Penyelesaian persoalan perizinan hulu migas tidaklah dilakukan dengan cara menghapuskan atau meniadakan perizinan yang terdapat di lintas kementerian atau sektor karena hal itu adalah kondisi yang sudah pasti ada dan tidak dapat dihindari, tetapi dengan cara mengembalikan prinsip perizinan satu pintu hulu migas yang sebelumnya telah ada.

Bisnis.com, JAKARTA – Perizinan dan birokrasi, yang dianggap berbelit dan memakan waktu, telah lama menjadi masalah mendasar yang dikeluhkan oleh para Kontraktor Kontrak Kerja Sama (KKKS) hulu minyak dan gas (migas).

Sering dikatakan bahwa saat ini, untuk dapat melakukan kegiatan usaha hulu migas maka KKKS harus melalui 373 proses perizinan.

Seluruh izin tersebut melalui empat fase kegiatan, yaitu: pertama, kegiatan survei dan eksplorasi dengan 117 izin, kedua, kegiatan pengembangan dan konstruksi, 137 izin, ketiga, kegiatan produksi, 109 izin, dan keempat, kegiatan pascaoperasi, 10 izin.
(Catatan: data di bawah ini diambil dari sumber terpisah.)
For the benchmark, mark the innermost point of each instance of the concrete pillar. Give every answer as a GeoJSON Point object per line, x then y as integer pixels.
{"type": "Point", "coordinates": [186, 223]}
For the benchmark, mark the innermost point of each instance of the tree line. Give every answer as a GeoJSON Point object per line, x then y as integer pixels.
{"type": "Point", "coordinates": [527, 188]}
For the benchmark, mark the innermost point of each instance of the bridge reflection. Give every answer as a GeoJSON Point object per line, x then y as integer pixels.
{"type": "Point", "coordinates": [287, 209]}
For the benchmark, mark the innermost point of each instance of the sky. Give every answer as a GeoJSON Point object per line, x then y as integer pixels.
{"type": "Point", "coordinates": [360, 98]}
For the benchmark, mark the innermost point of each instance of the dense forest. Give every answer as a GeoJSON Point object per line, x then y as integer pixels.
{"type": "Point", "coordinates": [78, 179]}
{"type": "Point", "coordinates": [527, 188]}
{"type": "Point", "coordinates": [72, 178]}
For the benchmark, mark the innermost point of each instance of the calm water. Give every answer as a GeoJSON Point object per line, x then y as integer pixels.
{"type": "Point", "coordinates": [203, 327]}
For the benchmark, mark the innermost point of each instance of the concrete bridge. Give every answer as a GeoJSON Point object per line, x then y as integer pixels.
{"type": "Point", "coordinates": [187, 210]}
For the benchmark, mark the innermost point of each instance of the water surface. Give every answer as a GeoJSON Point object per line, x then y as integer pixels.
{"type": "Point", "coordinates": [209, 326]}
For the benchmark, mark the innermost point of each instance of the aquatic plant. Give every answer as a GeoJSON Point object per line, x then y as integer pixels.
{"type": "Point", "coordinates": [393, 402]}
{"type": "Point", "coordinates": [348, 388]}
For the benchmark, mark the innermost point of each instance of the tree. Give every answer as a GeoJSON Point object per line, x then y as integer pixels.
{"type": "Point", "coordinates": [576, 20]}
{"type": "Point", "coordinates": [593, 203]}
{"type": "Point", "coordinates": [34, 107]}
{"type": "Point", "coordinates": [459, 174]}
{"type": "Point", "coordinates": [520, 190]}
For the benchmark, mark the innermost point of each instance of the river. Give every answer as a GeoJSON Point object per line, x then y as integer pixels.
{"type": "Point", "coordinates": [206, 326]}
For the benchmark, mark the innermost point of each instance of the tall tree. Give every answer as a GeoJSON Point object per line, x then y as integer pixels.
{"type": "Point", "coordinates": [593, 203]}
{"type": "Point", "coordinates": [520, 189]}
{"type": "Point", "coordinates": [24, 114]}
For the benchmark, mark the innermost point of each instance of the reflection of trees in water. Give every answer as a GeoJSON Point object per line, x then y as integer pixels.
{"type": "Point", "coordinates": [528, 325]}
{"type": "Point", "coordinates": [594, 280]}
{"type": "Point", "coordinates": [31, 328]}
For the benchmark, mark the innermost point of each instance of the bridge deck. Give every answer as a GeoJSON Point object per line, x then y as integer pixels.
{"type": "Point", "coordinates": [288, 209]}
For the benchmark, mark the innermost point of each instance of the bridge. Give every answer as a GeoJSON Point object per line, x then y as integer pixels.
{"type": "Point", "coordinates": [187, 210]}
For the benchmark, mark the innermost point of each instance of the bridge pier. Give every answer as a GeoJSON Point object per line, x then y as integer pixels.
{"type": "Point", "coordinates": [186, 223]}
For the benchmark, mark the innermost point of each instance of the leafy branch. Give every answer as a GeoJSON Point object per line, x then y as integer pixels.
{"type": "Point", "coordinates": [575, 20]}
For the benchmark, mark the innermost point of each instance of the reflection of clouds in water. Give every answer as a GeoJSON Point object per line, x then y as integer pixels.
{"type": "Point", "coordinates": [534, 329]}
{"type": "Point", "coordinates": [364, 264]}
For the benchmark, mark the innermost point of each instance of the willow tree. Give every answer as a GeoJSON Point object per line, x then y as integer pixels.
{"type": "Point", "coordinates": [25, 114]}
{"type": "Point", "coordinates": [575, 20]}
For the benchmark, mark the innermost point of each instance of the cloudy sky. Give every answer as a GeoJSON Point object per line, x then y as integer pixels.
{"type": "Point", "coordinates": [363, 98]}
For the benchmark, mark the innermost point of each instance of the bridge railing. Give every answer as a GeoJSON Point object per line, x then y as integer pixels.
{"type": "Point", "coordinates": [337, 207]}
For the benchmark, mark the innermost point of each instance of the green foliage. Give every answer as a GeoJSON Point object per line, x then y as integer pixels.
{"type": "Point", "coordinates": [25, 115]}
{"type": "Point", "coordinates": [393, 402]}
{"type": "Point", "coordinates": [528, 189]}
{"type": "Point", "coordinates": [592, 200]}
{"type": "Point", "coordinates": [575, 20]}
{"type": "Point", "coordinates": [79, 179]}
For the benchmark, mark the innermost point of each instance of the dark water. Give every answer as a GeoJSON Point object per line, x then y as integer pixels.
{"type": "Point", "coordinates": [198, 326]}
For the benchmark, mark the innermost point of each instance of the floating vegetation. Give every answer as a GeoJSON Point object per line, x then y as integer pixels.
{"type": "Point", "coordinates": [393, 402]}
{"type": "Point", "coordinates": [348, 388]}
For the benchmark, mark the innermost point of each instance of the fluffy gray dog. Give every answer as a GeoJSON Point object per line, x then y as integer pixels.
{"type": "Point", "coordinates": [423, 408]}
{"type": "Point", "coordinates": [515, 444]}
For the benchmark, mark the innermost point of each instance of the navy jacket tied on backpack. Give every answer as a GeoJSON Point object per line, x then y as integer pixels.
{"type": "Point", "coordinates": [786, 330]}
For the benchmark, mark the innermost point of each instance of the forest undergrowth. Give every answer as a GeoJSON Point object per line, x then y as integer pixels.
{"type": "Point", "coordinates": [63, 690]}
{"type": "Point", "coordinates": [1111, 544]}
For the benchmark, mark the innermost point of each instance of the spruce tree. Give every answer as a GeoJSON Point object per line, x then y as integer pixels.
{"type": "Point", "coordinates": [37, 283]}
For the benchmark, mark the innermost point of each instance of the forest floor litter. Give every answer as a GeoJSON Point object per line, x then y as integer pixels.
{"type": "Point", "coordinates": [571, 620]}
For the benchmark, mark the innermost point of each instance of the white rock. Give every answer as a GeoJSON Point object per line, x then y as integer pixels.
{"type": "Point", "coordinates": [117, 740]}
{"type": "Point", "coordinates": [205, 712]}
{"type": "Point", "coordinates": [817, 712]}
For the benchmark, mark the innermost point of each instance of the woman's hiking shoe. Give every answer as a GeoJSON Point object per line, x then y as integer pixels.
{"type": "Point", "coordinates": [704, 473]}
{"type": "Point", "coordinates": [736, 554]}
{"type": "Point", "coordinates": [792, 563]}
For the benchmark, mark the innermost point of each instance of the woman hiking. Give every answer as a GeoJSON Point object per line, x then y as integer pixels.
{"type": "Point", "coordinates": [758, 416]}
Seluruh zin itu tersebar di dalam sedikitnya 19 kementerian atau lembaga.

Akar permasalahan munculnya masalah perizinan hulu migas sejatinya terletak pada peraturan di sektor migas itu sendiri, yaitu di Undang-Undang Migas No.22 Tahun 2001 (UU Migas 22/2001).

Sejak berlakunya UU Migas 22/2001, posisi pelaku usaha hulu migas di Indonesia yang semula “hanya” sebagai kontraktor Pertamina di dalam pengusahaan hulu migas, “naik kelas” sebagai KKKS yang berkontrak langsung dengan badan pemerintah. Implikasinya, KKKS kemudian menjadi subjek langsung di dalam pengurusan segala perizinan yang diperlukan.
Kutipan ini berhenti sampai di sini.